The issue with using the backup process to prepare VMware for minor disasters is the time it takes to recover the data and the amount of data likely to be lost. Even so-called “instant-recovery” options available from some backup software vendors take more than 30 minutes to execute and, because of backup infrequency, result in hours of data loss. Also, if the minor disaster is a storage system failure, all the snapshots are lost, and there is no destination for backup recovery.
Treating minor Disaster as an HA Problem
Many data centers have a small group of applications designated as mission-critical. These applications will often have a mirrored set of resources to ensure high availability (HA) and complete invulnerability to a minor disaster. The difficulty of using HA when preparing VMware for a minor disaster is its extremely high cost, which makes it almost impossible to include a broad section of the organization’s data and applications. Not only does IT have to double the server, network, and storage hardware investment, but it also has to pay for additional software licenses like VMware or storage software. Most organizations provide no discount for the secondary installation, even though it will sit idle most of the time.
The real-time protection of most HA solutions leaves the protected copy vulnerable to the same failure, like a ransomware attack. In addition, the HA solution typically doesn’t translate into a viable off-site solution for major disasters. The result is extra cost and operations effort.

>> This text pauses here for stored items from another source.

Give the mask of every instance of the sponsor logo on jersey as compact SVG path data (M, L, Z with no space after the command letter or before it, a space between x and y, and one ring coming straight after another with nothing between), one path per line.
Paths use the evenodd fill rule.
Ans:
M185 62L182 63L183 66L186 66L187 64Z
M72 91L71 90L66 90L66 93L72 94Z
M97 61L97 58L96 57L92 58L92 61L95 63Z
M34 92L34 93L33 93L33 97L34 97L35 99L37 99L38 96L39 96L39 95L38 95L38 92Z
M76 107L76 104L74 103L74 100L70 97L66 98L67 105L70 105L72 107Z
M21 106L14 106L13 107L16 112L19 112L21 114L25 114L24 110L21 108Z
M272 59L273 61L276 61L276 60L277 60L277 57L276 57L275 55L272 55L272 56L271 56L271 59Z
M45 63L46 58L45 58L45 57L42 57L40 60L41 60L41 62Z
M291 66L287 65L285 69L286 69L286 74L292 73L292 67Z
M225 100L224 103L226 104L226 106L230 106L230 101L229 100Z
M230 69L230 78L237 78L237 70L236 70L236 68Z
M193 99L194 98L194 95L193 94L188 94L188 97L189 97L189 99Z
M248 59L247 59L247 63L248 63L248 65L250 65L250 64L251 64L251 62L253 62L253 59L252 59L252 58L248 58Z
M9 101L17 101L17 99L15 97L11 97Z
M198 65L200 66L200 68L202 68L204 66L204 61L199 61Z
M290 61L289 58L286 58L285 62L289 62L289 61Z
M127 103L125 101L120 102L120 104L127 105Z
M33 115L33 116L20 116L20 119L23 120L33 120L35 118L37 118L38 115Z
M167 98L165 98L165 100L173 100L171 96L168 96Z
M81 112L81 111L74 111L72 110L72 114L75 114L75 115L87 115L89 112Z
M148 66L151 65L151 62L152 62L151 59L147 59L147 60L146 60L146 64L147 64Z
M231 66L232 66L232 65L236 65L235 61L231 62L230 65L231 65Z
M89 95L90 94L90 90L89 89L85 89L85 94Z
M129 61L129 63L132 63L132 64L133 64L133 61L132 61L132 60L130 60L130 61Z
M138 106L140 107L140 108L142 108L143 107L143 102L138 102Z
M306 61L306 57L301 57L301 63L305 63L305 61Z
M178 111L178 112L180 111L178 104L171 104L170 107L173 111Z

Another Option: Solving the VMware Minor Disaster Problem with IOprotect
VergeIO’s IOprotect capability provides much of the functionality of the HA option at a price lower than the backup option. It can also be the foundation of your remote DR site, consolidating all disaster recovery within a single piece of software. With IOprotect, preparing for and recovering from major and minor disasters is much more straightforward and cost-effective.
Since IOprotect is built-in to VergeOS, it gains the same software efficiencies, which means it can run more workloads on less hardware. That means your secondary minor can run on fewer nodes and use commodity storage internal to the server, avoiding the cost of a second SAN. Many customers use older-generation servers, enabling them to establish a standby environment for a fraction of the production price. IOprotect is priced for the use case and is up to 80% less expensive than VMware.
Once the minor disaster recovery environment is established, customers can use IOprotect to replicate an instance to the DR site, which also benefits from the same efficiency and lowers the cost of preparing for a major disaster. Organizations can use IOprotect just for protection from major disasters, but its cost-effectiveness makes protecting against minor disasters simple and affordable. It executes near-realtime data protection, making immutable, space-efficient snapshot copies of production data locally and then replicating it to a remote DR site.
No matter the failure, VergeOS with IOprotect enables rapid recovery. It is a complete disaster recovery solution, not just storage. All capabilities, storage, networking, and computing are available on the second minor and third remote DR instances. It also lays the groundwork for a VMware Exit if you decide to reduce costs further and increase the capabilities of the production environment. With VergeOS, you can lower your infrastructure costs by more than 70% and extend its life by years.